In 1585 he was made warden of Merton College, which he governed thirty-six years with great honour, and improved it by all the means in his power. In 1596 he was chosen provost of Eton College. James I., upon his accession to the crown of England, expressed a great regard for him; and would have preferred him either in church or state; but Savile declined it, and only accepted the ceremony of knighthood from the king at Windsor, in 1604. His only son Henry dying about that time, he thenceforth devoted his fortune to the promotion of learning. In 1619 he founded two lectures or professorships in Oxford, one in geometry and the other in astronomy, which he endowed with a salary of £160 a year each, besides a legacy of £600 to purchase more lands for the same use. He also furnished a library with mathematical books, near the mathematical school, for the use of his professors. He gave besides several rare manuscripts and printed books to the Bodleian Library, and a quantity of Greek types to the printing press at Oxford. After a life thus spent in the encouragement and promotion of science and literature, he died at Eton College on the 19th of February 1622, in the seventy-third year of his age, and was buried in the chapel there. On this occasion the university of Oxford paid him the greatest honours, by having a public speech and verses made in his praise, which were soon afterwards published in quarto, under the title of *Ultima Linea Savilii*.
The highest encomiums were bestowed on Savile by all the learned of his time; by Casaubon, Mercerus, Meibomius, Joseph Scaliger, and especially the learned Bishop Montague, who, in his *Diatribae* upon Selden's *History of Tythes*, styles him "that magazine of learning, whose memory shall be honourable amongst not only the learned but the righteous for ever." His works are *Four Books of the Histories of Cornelius Tacitus, and the Life of Agricola, with Notes upon them*, in folio, dedicated to Queen Elizabeth, 1581; *A View of certain Military Matters, or Commentaries concerning Roman Warfare*, 1598; *Rerum Anglicarum Scriptores post Bedam*, 1596, a collection of the best writers of our English history; *The Works of St Chrysostom, in Greek*, in 8 vols. folio, 1613. This is a very fine edition, and composed with great cost and labour.

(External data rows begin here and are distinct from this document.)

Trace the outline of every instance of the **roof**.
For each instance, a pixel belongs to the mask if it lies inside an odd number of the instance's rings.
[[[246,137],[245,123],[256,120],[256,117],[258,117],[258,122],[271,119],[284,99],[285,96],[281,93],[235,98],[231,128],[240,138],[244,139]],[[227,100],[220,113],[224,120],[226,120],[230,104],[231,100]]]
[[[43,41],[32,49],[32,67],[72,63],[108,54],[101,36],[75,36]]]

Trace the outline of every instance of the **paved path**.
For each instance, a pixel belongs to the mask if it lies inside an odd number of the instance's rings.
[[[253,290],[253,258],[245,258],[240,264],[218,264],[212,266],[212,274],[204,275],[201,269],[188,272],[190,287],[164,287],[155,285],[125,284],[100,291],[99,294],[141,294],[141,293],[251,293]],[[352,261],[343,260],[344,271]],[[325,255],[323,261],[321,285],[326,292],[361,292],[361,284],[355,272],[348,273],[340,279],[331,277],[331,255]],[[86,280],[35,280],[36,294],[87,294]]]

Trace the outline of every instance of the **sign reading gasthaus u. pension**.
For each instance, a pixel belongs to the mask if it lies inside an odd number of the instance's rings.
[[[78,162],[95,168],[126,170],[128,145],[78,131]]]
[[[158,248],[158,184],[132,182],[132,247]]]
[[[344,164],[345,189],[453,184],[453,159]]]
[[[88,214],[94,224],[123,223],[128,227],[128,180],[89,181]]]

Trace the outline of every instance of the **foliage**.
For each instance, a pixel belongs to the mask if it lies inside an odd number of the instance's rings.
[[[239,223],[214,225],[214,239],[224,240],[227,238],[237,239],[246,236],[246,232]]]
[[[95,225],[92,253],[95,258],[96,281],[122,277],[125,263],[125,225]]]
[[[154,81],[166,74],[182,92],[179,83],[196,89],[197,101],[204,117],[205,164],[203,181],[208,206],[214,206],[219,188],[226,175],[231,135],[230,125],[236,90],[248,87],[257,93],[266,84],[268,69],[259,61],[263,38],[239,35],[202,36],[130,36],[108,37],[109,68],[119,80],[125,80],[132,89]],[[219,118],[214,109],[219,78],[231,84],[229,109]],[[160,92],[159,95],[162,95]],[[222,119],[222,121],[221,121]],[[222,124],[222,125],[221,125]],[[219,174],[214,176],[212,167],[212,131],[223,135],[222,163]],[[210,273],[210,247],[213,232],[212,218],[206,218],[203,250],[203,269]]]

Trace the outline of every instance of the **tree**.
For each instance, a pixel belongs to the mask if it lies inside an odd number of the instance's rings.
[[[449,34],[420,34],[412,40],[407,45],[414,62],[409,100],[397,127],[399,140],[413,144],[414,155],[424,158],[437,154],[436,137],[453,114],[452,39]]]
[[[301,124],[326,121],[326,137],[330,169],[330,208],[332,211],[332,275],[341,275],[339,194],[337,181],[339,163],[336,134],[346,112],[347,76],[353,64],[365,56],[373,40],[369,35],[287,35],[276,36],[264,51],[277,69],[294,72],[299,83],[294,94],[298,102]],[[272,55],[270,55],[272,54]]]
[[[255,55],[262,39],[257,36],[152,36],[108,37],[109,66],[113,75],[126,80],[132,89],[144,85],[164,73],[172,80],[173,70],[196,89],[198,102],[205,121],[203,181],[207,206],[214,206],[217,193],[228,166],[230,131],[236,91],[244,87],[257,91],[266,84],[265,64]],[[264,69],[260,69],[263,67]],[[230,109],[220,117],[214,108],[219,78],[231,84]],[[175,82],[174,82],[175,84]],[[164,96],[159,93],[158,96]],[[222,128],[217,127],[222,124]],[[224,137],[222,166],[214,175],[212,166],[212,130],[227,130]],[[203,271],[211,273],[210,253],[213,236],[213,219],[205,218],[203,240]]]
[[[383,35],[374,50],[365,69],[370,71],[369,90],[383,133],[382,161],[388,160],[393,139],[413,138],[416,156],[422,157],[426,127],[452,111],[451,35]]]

In 1618 he published a Latin work, written by Thomas Bradwardin, archbishop of Canterbury, against Pelagius, entitled *De Causa Dei contra Pelagium et de virtute Caesariam*, to which he prefixed the life of Bradwardin. In 1621 he published a collection of his own *Mathematical Lectures on Euclid's Elements*, in 4to; *Oratio coram Elizabettha Regina Oxonice habita*, anno 1592, printed at Oxford in 1658, in 4to. He translated into Latin *King James's Apology for the Oath of Allegiance*. He also left several manuscripts, written by order of King James, all which are in the Bodleian Library. He wrote notes likewise upon the margin of many books in his library, particularly Eusebius's *Ecclesiastical History*, which were afterwards used by Valesius in his edition of that work in 1659. Four of his letters to Camden are published by Smith, among Camden's Letters, 1691, 4to.